Pre-K through fourth-grade students from Drexel Academy gathered at Camp Loughridge in west Tulsa on Nov. 9 for a day of learning outside through the camp’s Outdoor Classroom program. Our own naturalist Reese Hundley taught these young scientists about aquaponics using the system that currently resides on the grounds.

Participants from A New Leaf, a nonprofit in Tulsa that provides individuals with developmental disabilities with marketable job skills and vocational training, maintain the system on the camp’s grounds. They grow a wide range of plants, from herbs like mint and dill to cucumbers and lavender. The system provided Drexel students with the perfect opportunity to engage with the environment through their senses.

Each Drexel class began their aquaponics exploration by observing. They smelled the herbs growing in the system, dug their hands in the grow media, and saw the fish swimming around in their tank. They began asking questions about what they encountered like “How does this work?” “What kinds of fish do you use?” “What can you grow?” This opened the door for an in-depth discussion of aquaponics, the nitrogen cycle, and other naturally occurring processes. The scope extended past science and into other academic disciplines such as history and even literature.
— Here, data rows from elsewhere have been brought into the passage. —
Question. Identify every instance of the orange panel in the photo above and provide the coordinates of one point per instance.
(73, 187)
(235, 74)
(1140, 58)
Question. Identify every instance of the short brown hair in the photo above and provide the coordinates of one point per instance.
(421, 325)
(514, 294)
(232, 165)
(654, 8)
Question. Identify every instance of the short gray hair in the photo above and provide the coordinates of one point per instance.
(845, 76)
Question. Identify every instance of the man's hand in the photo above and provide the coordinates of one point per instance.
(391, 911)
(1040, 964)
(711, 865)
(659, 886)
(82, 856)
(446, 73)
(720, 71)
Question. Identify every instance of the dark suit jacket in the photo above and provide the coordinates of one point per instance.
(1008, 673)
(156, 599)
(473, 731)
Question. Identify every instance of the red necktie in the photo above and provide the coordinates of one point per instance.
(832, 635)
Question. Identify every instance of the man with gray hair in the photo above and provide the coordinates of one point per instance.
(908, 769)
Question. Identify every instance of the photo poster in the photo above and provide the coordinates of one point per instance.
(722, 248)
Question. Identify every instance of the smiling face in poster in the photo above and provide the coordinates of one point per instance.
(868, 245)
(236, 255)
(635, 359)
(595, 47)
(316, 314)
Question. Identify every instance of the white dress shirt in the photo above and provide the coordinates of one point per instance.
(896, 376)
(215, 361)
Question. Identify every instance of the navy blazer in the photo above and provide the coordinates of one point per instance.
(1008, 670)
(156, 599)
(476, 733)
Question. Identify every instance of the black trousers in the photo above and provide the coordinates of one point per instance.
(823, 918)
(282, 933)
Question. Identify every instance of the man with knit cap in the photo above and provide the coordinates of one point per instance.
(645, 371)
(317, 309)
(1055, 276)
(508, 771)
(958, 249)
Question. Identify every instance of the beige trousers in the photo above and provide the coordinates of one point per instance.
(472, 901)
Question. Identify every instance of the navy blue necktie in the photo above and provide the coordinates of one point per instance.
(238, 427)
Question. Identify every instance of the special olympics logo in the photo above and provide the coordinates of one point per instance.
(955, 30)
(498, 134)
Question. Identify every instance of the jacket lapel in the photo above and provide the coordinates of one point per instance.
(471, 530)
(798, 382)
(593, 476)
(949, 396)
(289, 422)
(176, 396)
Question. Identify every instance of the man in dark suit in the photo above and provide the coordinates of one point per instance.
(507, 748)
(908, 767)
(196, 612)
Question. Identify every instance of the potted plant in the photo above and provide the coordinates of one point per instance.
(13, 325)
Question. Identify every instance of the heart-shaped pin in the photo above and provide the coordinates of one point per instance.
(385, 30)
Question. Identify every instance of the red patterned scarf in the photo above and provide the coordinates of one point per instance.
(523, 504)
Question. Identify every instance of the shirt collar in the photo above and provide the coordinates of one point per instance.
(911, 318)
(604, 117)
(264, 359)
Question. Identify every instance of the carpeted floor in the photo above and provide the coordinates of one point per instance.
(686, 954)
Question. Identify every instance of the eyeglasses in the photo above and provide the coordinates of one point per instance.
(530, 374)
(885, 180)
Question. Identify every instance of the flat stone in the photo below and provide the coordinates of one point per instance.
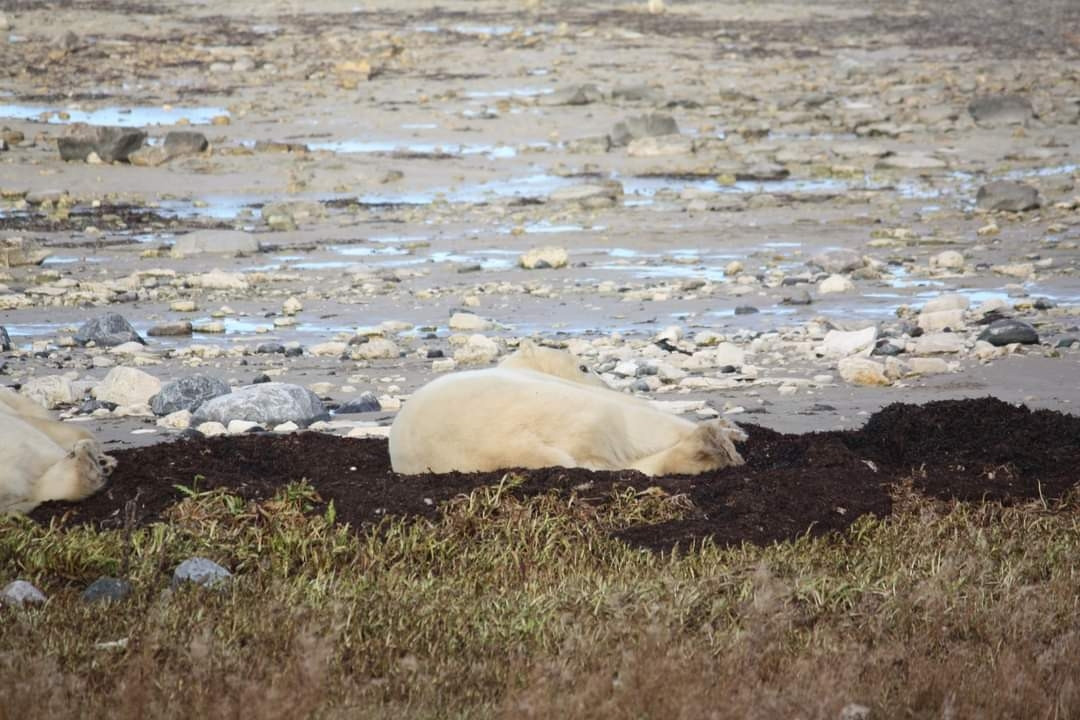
(1007, 331)
(365, 403)
(187, 393)
(1009, 109)
(1007, 195)
(19, 594)
(224, 242)
(110, 145)
(107, 330)
(540, 258)
(202, 572)
(268, 404)
(127, 385)
(107, 589)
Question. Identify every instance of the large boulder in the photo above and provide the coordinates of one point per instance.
(227, 242)
(109, 144)
(188, 393)
(108, 330)
(1007, 195)
(268, 404)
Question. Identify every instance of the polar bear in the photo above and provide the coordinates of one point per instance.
(42, 459)
(541, 408)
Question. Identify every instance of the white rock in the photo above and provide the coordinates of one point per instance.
(862, 371)
(50, 391)
(212, 429)
(178, 420)
(544, 257)
(836, 284)
(946, 302)
(841, 343)
(477, 350)
(928, 365)
(240, 426)
(376, 349)
(947, 260)
(934, 322)
(932, 343)
(127, 385)
(470, 323)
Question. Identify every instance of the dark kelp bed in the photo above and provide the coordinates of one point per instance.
(966, 450)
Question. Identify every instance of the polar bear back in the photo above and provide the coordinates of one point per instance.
(505, 417)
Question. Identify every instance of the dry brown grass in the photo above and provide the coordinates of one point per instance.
(509, 608)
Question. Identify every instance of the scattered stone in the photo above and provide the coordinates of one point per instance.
(470, 323)
(1007, 331)
(80, 141)
(202, 572)
(50, 391)
(539, 258)
(863, 371)
(366, 403)
(1007, 195)
(187, 393)
(127, 385)
(108, 330)
(225, 242)
(15, 252)
(840, 343)
(797, 297)
(634, 127)
(179, 328)
(836, 284)
(268, 404)
(107, 589)
(19, 594)
(180, 143)
(1001, 110)
(585, 94)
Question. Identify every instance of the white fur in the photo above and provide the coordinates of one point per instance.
(539, 409)
(42, 459)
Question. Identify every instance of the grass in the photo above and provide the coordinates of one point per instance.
(527, 608)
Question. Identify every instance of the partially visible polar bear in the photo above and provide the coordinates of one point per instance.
(541, 408)
(42, 459)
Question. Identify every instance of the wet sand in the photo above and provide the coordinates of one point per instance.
(395, 161)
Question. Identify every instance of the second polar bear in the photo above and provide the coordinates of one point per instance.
(541, 408)
(42, 459)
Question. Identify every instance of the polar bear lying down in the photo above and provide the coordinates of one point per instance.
(43, 459)
(541, 408)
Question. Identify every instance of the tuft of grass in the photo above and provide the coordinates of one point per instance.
(505, 607)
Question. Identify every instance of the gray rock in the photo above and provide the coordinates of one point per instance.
(108, 330)
(187, 393)
(107, 589)
(585, 94)
(185, 143)
(652, 124)
(202, 572)
(1001, 110)
(1007, 331)
(170, 329)
(227, 242)
(109, 144)
(799, 297)
(366, 403)
(19, 593)
(1007, 195)
(268, 404)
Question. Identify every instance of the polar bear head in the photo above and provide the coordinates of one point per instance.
(558, 363)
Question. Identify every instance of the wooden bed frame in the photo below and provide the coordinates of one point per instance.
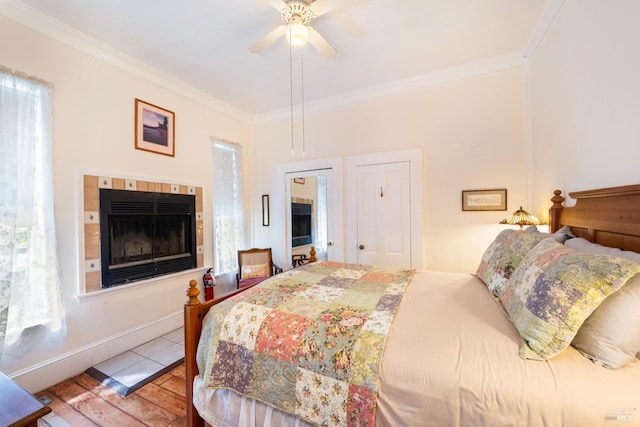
(610, 217)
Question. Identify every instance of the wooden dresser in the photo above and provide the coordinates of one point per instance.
(17, 406)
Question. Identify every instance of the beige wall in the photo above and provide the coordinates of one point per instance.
(472, 137)
(94, 130)
(584, 90)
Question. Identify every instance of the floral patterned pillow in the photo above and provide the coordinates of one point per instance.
(255, 271)
(504, 255)
(554, 289)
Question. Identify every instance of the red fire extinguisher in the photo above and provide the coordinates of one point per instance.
(209, 282)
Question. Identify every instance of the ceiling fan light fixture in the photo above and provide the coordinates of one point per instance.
(297, 34)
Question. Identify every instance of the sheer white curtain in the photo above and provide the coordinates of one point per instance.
(228, 206)
(30, 290)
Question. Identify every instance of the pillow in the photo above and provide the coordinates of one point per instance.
(584, 245)
(562, 235)
(503, 255)
(553, 291)
(254, 271)
(610, 337)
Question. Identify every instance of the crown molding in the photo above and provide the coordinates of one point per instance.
(548, 16)
(41, 23)
(56, 30)
(436, 78)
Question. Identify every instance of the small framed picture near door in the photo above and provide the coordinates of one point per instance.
(155, 129)
(484, 200)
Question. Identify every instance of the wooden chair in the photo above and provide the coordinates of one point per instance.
(254, 266)
(301, 259)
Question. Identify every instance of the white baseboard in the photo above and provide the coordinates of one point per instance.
(60, 368)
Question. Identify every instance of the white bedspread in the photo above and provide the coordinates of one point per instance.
(452, 360)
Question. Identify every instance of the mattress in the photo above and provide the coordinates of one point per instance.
(451, 359)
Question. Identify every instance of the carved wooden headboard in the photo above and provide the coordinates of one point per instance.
(608, 216)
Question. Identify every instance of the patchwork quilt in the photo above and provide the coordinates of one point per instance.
(308, 342)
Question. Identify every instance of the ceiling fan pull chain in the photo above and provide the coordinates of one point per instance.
(302, 87)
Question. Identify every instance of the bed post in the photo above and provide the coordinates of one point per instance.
(555, 210)
(192, 327)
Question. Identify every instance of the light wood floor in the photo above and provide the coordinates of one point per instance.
(84, 401)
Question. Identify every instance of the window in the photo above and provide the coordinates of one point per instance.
(228, 206)
(30, 291)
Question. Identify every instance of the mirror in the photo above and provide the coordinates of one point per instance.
(308, 216)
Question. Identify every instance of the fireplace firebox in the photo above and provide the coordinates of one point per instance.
(145, 234)
(301, 224)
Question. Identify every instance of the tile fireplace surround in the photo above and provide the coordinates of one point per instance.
(92, 185)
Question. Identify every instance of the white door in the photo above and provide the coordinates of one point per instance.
(384, 214)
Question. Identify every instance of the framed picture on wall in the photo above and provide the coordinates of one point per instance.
(155, 129)
(484, 200)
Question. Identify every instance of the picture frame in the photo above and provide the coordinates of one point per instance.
(265, 210)
(154, 129)
(484, 200)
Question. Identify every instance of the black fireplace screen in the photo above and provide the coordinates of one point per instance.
(145, 235)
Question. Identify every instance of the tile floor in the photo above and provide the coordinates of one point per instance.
(132, 369)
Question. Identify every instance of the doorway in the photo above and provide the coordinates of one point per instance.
(313, 200)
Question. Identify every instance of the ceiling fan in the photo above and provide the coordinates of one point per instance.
(296, 14)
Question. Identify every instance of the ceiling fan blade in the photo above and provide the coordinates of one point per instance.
(321, 44)
(320, 7)
(268, 39)
(277, 4)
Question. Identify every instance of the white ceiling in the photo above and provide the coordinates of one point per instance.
(380, 43)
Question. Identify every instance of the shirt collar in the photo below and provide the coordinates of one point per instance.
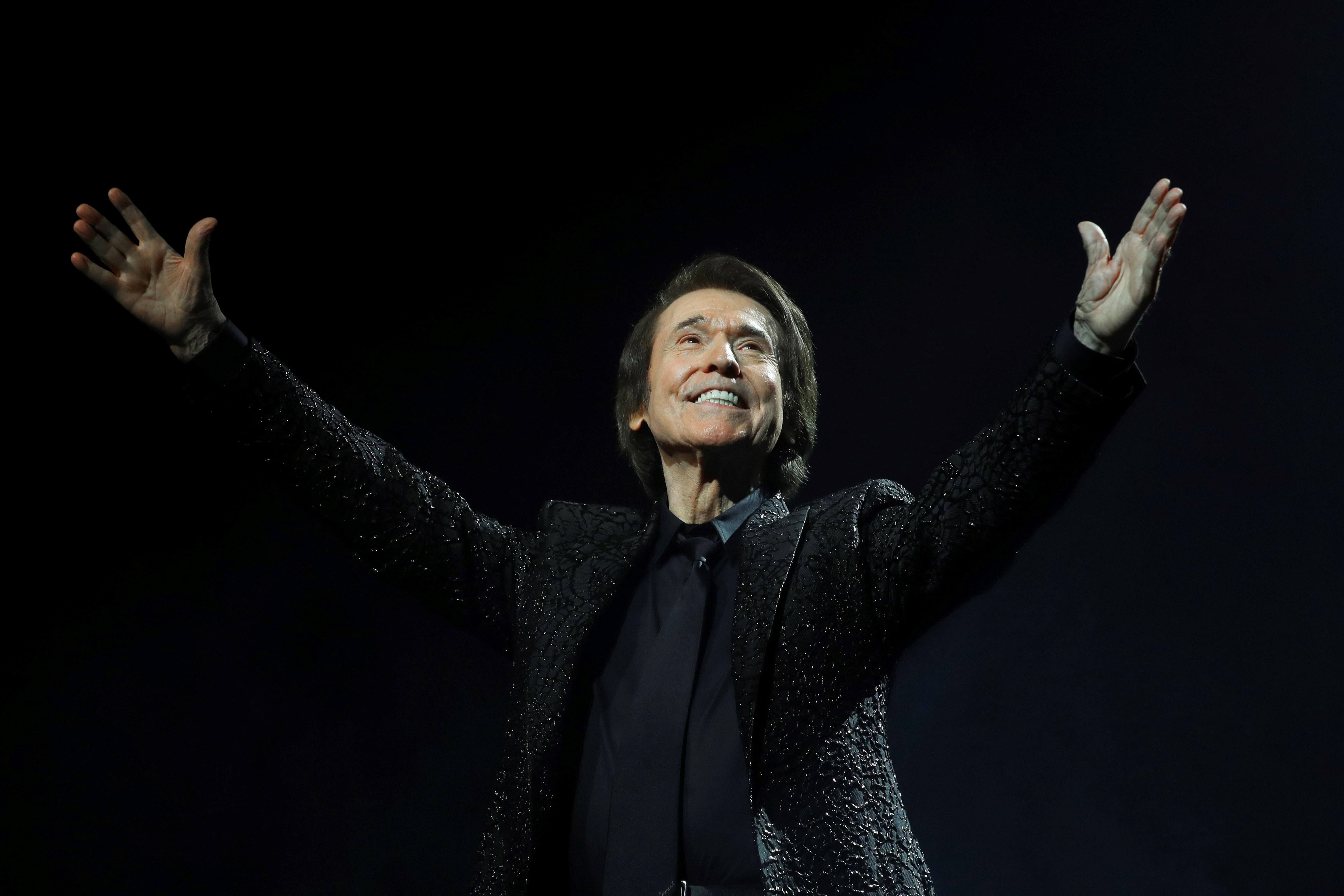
(726, 524)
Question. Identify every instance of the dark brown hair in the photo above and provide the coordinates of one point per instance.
(787, 468)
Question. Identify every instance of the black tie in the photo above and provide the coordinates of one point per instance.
(646, 821)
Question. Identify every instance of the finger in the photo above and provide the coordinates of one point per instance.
(1155, 198)
(1094, 244)
(100, 276)
(1155, 226)
(100, 246)
(1167, 234)
(140, 225)
(107, 229)
(198, 245)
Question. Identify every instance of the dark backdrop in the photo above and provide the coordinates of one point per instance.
(448, 226)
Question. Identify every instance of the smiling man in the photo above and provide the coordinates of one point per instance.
(698, 690)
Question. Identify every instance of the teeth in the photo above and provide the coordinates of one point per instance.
(720, 397)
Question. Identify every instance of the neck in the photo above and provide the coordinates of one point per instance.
(698, 493)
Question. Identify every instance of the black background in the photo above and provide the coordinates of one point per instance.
(448, 226)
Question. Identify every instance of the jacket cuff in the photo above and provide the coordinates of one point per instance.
(1112, 375)
(220, 362)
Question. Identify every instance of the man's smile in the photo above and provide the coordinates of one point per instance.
(720, 397)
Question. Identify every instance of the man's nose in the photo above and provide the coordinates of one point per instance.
(724, 361)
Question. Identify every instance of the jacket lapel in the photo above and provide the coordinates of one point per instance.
(769, 546)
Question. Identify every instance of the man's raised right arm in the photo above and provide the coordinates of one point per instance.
(409, 526)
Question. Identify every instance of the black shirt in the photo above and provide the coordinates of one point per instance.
(718, 838)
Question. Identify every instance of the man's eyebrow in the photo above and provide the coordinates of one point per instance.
(689, 323)
(748, 330)
(745, 330)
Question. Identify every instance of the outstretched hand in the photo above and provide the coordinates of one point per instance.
(1117, 289)
(167, 292)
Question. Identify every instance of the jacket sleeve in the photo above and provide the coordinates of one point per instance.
(928, 554)
(410, 527)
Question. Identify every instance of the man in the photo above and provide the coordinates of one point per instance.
(698, 691)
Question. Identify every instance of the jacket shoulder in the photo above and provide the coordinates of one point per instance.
(858, 502)
(589, 523)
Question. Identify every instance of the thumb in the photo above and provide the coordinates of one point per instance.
(1094, 242)
(198, 245)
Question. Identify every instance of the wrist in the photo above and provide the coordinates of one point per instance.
(1089, 339)
(198, 336)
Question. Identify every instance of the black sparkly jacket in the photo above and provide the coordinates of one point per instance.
(828, 597)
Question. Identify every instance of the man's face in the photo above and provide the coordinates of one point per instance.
(714, 378)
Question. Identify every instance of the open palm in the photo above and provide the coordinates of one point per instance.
(1117, 289)
(168, 292)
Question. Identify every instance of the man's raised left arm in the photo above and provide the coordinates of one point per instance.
(986, 500)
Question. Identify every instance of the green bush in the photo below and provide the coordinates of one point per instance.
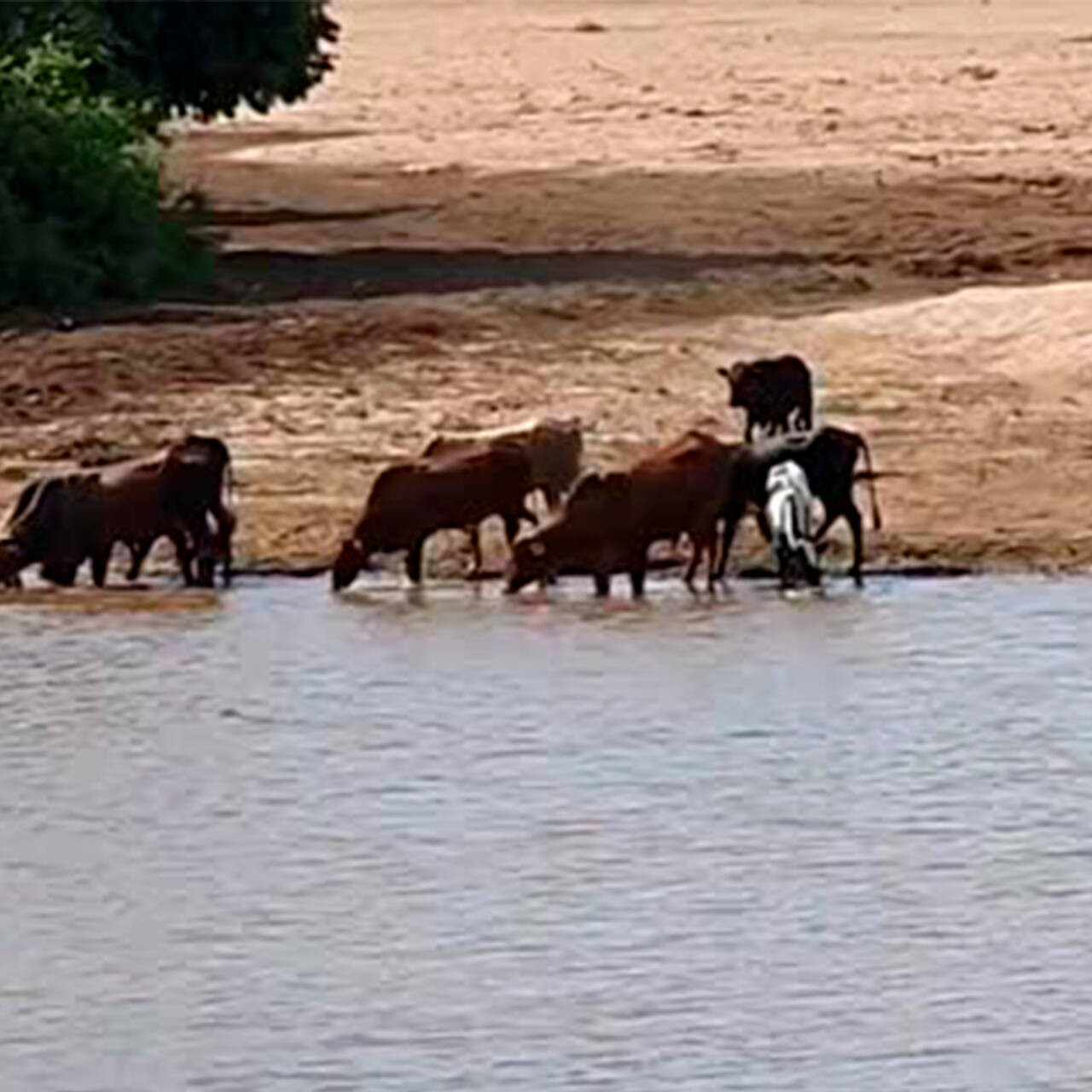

For many of the students, this was their first encounter with aquaponics. However, some have already begun learning about aquaponics and its applications. Cathy Meador, a kindergarten instructor at Drexel Academy, has integrated aquaponics into her classroom, where she uses it to engage her students in observation, writing, and art.

“As we do units about plants or nature or even animals, we can relay it back to what they learned in the beginning about the aquaponics,” Meador said. “It strengthens their knowledge of the aquaponics, but it also gives them a springboard for the next level in learning other plants or life cycles we’re learning about.”

Meador has implemented aquaponics in her classroom since the beginning of the school year. It’s become a part of her students’ world and they expect it to be there, she said.

At the end of the day, these students took an active role in their learning. They explored an open environment where it was okay for kids to be kids and where curiosity is welcomed. Activities like this will help the up-and-coming generations develop an interest in STEM and challenge themselves to solve the problems of the future.